Mit "Allmen und die Libellen" begann Suter 2010 seine erste eigene Krimi-Reihe. Weitere Teile folgten, zuletzt 2014 der vierte Band unter dem Titel "Allmen und die verschwundene Maria". Protagonist ist ein Schweizer Privatier, der Geldsorgen hat und sich als Amateurermittler versucht. "Jedes meiner Bücher ist eine Hommage an eine bestimmte Erzählgattung", sagte Suter kurz vor Erscheinen des ersten Allmen-Bandes in einem Interview mit der "Süddeutschen Zeitung". Und in diesem Fall sei es eine "Hommage an den Serien-Krimi". Die ersten beiden Folgen sind inzwischen fürs Fernsehen verfilmt worden.
Privater Schicksalsschlag
Martin Suter hat zusammen mit seiner Frau Margrith Nay Suter lange Zeit abwechselnd auf Ibiza und in Guatemala gelebt. 2006 adoptierten sie dort Zwillinge: einen Jungen und ein Mädchen. Durch einen tragischen Unglücksfall starb der Sohn 2009 im Alter von drei Jahren. Ein schwerer Schicksalsschlag im Leben der Familie, der die Unbeschwertheit wegnahm, wie Suter sagt.
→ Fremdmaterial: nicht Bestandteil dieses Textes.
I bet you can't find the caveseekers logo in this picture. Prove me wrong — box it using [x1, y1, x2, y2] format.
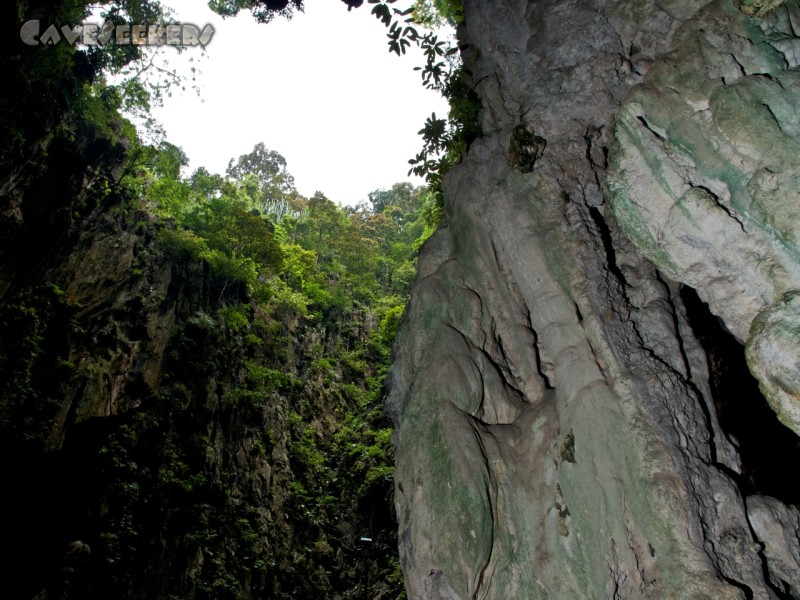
[20, 20, 215, 47]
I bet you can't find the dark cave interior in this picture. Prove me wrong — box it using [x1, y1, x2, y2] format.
[681, 285, 800, 508]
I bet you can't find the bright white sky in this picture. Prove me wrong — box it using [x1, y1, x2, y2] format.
[143, 0, 450, 205]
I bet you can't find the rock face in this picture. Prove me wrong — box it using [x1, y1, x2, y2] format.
[607, 0, 800, 434]
[0, 207, 402, 599]
[389, 0, 800, 598]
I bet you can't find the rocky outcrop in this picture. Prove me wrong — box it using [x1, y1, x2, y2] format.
[0, 208, 401, 599]
[607, 0, 800, 434]
[389, 0, 800, 598]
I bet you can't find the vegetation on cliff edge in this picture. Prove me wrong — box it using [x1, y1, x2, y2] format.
[0, 0, 474, 596]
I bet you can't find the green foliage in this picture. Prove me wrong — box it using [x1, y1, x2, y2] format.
[158, 227, 209, 259]
[0, 135, 421, 597]
[80, 81, 139, 146]
[414, 186, 447, 248]
[152, 141, 189, 179]
[245, 360, 292, 390]
[364, 0, 478, 234]
[139, 144, 426, 597]
[217, 304, 251, 332]
[1, 7, 92, 165]
[184, 198, 283, 269]
[267, 277, 312, 318]
[201, 0, 471, 241]
[147, 177, 192, 218]
[89, 0, 205, 120]
[156, 189, 284, 298]
[190, 167, 224, 200]
[425, 0, 465, 25]
[1, 3, 438, 593]
[97, 423, 142, 578]
[407, 65, 481, 228]
[187, 310, 217, 330]
[379, 305, 405, 345]
[0, 285, 76, 447]
[209, 0, 304, 23]
[226, 142, 296, 209]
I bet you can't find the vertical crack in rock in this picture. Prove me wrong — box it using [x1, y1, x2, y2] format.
[467, 417, 498, 598]
[681, 285, 800, 506]
[527, 312, 554, 391]
[488, 236, 556, 392]
[608, 0, 800, 429]
[745, 495, 800, 598]
[587, 205, 628, 288]
[679, 285, 800, 599]
[390, 0, 800, 597]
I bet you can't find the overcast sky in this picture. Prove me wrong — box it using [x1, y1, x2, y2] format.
[141, 0, 450, 205]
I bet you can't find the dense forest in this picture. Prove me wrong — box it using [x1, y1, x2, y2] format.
[0, 0, 463, 598]
[13, 0, 800, 598]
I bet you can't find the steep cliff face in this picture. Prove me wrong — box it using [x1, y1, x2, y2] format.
[389, 0, 800, 598]
[607, 0, 800, 435]
[1, 2, 415, 591]
[0, 203, 403, 599]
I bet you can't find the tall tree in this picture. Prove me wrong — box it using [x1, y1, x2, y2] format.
[226, 142, 296, 210]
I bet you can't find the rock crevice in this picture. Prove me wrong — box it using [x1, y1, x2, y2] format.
[390, 0, 800, 597]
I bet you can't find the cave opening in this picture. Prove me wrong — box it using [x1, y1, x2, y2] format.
[681, 285, 800, 507]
Doch er schrieb weiter. Sein Roman "Der Koch" war zum Zeitpunkt des Unglücks so gut wie fertig und erschien im Januar 2010. Zwei Jahre später folgte mit "Die Zeit, die Zeit" ein Buch, das viele als Verarbeitung seiner eigenen Erlebnisse sehen, was Suter selbst jedoch bestreitet. Der Roman erzählt die Geschichte zweier Männer, die ihre Frau verloren haben, Witwer sind, und nun versuchen, die Zeit zurückzudrehen. Thematisch habe das natürlich mit seinem Leben zu tun, so Suter, aber er habe schon lange vorher einen Roman über eine Zeitreise schreiben wollen. Der Tod seines Sohnes sei vielleicht der Grund dafür, es zu diesem Zeitpunkt zu schreiben, aber es gehe ihm deswegen nicht besser oder schlechter. "Ich habe das nie gemocht, Autoren die ihre eigenen Probleme in Romanen aufarbeiten. Ich möchte das trennen."
Der nächste Roman ist in Arbeit
Seinen Lebensmittelpunkt hat Martin Suter heute wieder in der Schweiz, zusammen mit seiner Frau und seiner Tochter, die dort zur Schule geht. Vor ein paar Monaten veröffentlichte er zusammen mit dem Schweizer Chansonnier Stephan Eicher das "Song Book", eine Sammlung von Liedern auf Berndeutsch. Suter schrieb die Texte, Eicher vetonte sie. Zu sehen gibt es das Ganze auch auf der Bühne: Suter liest die Geschichten, Eicher singt und spielt Gitarre. Ein neuer Roman sei aber auch schon "in der Werkstatt", so Suter. Und Ende des Jahres soll ein neuer "Allmen" erscheinen. Arbeitstitel: "Allmen und der Koi." Es gibt also noch viel zu tun, fertig mit Schreiben ist Martin Suter wohl noch lange nicht.